O rety… to już 5. Świąteczny trening z Wybiegać marzenia!
Czas płynie nieubłaganie. To było nasze już piąte, świąteczne spotkanie biegowe. A pamiętam jeszcze, jakby to było wczoraj… organizację pierwszego spotkania. Wtedy wszystko wydawało się abstrakcją, a teraz to jest tradycją.
W głowie się nie mieści, jak wiele zmieniło się w ciągu tych kilku lat. I dobrze, bo były to zmiany zdecydowanie na plus, a bieganie i innym aktywności zyskały na popularności. Dziś widać biegaczy nie tylko zawodowych, nie tylko w dużych miastach i okolicach stadionów lekkoatletycznych ale również amatorów, w małych miejscowościach i w dodatku biegających wszędzie, gdzie tylko da się przebierać nogami. Mam nadzieję że postęp ten zostanie w dalszym ciągu utrzymany tak, jak tradycyjny jest nasz świąteczny trening.

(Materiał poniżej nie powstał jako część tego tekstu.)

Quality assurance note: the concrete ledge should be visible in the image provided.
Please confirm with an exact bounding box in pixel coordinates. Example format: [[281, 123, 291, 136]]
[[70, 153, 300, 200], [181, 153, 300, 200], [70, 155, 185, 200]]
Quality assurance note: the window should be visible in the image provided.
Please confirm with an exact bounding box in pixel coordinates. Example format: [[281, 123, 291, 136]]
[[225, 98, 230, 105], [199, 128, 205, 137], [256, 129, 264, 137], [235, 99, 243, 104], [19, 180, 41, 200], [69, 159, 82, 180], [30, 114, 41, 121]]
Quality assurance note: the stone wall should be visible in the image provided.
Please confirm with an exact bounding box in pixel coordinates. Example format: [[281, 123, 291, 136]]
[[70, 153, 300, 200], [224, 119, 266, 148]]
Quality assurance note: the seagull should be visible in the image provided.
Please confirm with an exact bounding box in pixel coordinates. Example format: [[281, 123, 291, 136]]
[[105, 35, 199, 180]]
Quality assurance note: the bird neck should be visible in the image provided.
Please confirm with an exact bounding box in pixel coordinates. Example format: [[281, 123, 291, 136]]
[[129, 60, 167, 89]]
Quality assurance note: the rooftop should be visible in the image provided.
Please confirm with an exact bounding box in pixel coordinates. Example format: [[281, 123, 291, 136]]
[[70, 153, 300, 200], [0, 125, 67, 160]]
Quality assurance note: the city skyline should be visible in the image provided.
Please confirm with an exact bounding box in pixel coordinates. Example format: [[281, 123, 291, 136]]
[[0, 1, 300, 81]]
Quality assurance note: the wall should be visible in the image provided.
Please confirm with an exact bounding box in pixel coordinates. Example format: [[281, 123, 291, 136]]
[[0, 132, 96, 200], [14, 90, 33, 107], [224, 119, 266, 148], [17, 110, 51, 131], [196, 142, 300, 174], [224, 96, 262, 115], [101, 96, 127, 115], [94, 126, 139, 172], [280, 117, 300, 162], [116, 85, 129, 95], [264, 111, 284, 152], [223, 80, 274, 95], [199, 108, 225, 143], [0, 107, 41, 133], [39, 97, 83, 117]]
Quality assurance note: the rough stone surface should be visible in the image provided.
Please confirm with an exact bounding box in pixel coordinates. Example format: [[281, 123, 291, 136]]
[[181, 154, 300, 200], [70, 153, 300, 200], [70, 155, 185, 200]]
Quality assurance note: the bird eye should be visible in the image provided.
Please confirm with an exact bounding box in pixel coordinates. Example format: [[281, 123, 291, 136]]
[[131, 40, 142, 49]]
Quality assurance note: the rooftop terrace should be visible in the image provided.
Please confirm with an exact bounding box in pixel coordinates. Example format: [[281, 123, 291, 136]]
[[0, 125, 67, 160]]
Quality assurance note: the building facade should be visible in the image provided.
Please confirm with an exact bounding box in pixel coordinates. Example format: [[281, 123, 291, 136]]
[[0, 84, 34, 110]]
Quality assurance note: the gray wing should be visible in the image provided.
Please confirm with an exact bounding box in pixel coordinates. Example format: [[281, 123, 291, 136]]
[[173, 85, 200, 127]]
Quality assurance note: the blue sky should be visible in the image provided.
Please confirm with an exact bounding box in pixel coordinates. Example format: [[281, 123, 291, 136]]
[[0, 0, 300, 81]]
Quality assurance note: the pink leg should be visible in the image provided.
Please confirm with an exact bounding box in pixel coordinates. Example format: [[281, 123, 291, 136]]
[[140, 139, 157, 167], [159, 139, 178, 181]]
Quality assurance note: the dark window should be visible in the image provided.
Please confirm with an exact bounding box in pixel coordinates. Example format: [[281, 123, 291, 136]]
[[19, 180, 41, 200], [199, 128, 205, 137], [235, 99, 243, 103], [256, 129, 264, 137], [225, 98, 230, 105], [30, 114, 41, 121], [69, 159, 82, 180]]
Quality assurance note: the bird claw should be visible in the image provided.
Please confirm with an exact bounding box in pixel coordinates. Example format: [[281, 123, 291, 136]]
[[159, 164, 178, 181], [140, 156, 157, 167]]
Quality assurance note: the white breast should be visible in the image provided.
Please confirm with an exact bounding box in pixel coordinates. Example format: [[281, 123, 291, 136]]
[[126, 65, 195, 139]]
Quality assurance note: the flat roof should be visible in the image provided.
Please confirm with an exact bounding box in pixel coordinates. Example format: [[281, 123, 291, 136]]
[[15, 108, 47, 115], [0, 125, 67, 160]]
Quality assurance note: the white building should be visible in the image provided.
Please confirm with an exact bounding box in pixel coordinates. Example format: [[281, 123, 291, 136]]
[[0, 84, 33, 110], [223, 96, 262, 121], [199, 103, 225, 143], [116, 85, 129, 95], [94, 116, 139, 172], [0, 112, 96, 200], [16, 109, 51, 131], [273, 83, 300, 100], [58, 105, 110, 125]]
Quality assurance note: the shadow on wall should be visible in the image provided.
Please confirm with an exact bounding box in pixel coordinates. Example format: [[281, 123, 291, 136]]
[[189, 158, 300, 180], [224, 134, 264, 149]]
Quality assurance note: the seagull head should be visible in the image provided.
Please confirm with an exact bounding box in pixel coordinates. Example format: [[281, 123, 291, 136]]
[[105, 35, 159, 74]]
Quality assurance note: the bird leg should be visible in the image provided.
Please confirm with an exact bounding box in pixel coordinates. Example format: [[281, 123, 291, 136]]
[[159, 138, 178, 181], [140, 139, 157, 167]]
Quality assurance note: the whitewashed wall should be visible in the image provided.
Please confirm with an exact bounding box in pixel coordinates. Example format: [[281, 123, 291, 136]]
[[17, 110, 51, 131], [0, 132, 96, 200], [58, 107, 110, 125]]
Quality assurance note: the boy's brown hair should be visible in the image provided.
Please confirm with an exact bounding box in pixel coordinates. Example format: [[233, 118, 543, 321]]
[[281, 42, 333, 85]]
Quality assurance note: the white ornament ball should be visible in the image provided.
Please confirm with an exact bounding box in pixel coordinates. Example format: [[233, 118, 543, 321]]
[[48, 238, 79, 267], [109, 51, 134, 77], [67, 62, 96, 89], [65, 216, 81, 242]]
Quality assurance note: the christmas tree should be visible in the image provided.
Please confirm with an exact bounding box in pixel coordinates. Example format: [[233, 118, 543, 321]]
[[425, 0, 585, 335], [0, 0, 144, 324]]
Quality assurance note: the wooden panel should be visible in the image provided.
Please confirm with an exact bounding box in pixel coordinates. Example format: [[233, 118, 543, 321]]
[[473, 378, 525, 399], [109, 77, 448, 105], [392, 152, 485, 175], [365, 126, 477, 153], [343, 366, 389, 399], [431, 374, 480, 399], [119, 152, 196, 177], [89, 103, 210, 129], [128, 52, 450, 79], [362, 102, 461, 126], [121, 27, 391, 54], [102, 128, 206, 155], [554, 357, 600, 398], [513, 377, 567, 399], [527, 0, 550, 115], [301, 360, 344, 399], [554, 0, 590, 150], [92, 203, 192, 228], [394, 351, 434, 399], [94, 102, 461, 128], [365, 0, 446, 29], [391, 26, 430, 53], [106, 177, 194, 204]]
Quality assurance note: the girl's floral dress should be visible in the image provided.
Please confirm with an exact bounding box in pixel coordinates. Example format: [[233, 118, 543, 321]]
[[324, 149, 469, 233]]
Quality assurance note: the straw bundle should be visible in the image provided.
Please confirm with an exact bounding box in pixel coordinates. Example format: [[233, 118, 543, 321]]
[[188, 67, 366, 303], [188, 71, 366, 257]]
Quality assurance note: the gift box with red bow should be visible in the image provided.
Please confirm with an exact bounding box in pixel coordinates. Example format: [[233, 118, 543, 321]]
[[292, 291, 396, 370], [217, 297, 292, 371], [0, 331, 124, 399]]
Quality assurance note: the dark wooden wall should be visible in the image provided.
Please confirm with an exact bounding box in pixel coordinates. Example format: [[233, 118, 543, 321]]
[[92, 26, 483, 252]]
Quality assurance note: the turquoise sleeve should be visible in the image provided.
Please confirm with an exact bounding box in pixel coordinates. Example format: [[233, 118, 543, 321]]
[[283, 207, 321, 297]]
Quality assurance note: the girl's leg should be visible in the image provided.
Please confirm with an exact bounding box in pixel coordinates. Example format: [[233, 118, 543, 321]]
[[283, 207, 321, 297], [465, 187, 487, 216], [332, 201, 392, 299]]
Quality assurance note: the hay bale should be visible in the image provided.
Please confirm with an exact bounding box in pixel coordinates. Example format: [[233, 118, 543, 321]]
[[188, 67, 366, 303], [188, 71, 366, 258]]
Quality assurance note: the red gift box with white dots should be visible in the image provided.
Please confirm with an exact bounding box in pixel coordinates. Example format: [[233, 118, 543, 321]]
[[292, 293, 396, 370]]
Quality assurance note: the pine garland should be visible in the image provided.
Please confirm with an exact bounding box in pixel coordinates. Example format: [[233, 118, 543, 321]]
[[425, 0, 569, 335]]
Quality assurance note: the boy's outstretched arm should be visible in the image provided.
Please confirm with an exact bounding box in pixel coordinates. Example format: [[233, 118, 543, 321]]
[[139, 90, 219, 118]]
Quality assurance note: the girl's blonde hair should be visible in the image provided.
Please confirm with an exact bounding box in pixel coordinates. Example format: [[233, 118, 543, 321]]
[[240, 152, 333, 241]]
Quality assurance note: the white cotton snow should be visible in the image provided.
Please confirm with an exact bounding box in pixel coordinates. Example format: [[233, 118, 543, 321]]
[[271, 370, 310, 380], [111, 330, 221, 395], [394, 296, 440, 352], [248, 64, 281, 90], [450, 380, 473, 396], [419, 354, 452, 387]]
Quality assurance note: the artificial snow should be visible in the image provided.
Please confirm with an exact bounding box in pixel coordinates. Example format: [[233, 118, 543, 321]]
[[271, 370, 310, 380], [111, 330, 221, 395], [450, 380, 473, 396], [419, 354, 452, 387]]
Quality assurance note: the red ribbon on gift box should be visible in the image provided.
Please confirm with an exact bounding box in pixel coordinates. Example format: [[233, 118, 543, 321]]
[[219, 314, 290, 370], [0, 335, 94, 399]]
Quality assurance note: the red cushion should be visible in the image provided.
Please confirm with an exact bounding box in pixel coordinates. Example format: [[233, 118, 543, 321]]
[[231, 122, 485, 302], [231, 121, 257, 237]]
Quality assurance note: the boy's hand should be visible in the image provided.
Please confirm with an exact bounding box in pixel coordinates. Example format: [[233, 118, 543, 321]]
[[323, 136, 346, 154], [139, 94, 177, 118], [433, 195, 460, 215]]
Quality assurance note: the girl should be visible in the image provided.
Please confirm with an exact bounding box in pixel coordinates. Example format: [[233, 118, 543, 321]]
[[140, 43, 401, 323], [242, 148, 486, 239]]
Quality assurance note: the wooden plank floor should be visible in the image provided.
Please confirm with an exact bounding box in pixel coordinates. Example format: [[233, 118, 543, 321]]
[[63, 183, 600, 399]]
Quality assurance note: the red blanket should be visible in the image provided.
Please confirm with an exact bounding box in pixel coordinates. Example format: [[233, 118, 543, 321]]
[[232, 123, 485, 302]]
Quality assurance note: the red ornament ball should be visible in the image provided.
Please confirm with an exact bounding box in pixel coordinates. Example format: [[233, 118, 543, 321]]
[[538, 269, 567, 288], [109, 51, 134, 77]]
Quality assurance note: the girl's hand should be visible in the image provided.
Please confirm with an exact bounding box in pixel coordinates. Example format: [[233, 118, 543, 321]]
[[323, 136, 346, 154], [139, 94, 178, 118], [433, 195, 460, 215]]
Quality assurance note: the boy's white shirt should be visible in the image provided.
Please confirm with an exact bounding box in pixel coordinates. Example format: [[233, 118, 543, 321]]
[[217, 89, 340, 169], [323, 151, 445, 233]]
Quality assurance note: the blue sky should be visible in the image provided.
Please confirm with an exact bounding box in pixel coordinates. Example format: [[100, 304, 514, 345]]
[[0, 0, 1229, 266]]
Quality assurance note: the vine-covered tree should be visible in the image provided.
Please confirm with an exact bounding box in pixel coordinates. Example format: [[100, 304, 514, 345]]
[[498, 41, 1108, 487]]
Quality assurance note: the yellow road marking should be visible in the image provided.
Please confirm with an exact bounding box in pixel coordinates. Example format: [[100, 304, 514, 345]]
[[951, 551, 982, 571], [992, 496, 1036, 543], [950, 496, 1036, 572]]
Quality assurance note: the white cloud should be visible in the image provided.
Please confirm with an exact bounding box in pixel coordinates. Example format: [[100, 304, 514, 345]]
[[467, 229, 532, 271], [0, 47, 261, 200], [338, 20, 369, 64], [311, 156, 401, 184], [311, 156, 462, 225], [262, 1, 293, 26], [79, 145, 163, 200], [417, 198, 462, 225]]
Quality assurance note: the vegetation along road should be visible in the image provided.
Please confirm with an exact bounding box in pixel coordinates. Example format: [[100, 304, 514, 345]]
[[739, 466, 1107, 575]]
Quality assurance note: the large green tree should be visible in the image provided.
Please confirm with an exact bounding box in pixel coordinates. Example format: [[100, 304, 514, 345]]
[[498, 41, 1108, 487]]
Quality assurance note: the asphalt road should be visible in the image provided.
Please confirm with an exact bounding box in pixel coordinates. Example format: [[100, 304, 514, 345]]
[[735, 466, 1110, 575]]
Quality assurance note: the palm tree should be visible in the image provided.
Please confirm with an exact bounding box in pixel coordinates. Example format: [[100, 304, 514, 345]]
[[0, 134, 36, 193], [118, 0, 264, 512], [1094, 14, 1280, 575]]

W tym, podobnie jak i poprzednimi latami ruszyliśmy na podboje Puszczy Noteckiej, a konkretniej uroczysk Rezerwatu Przyrody Jezioro Łubówko. Tam strzeliliśmy sobie pamiątkowe foto i wróciliśmy do Szkoły Podstawowej im. Henryka Sienkiewicza, na przygotowany wcześniej, drobny poczęstunek. Był to także czas na wspomnienia o zamierzchłych czasach i starych Polakach.
Wszystkim Wam obecnym na 5. Świątecznym treningu z Wybiegać marzenia dziękuję za przybycie. Do zobaczenia za rok!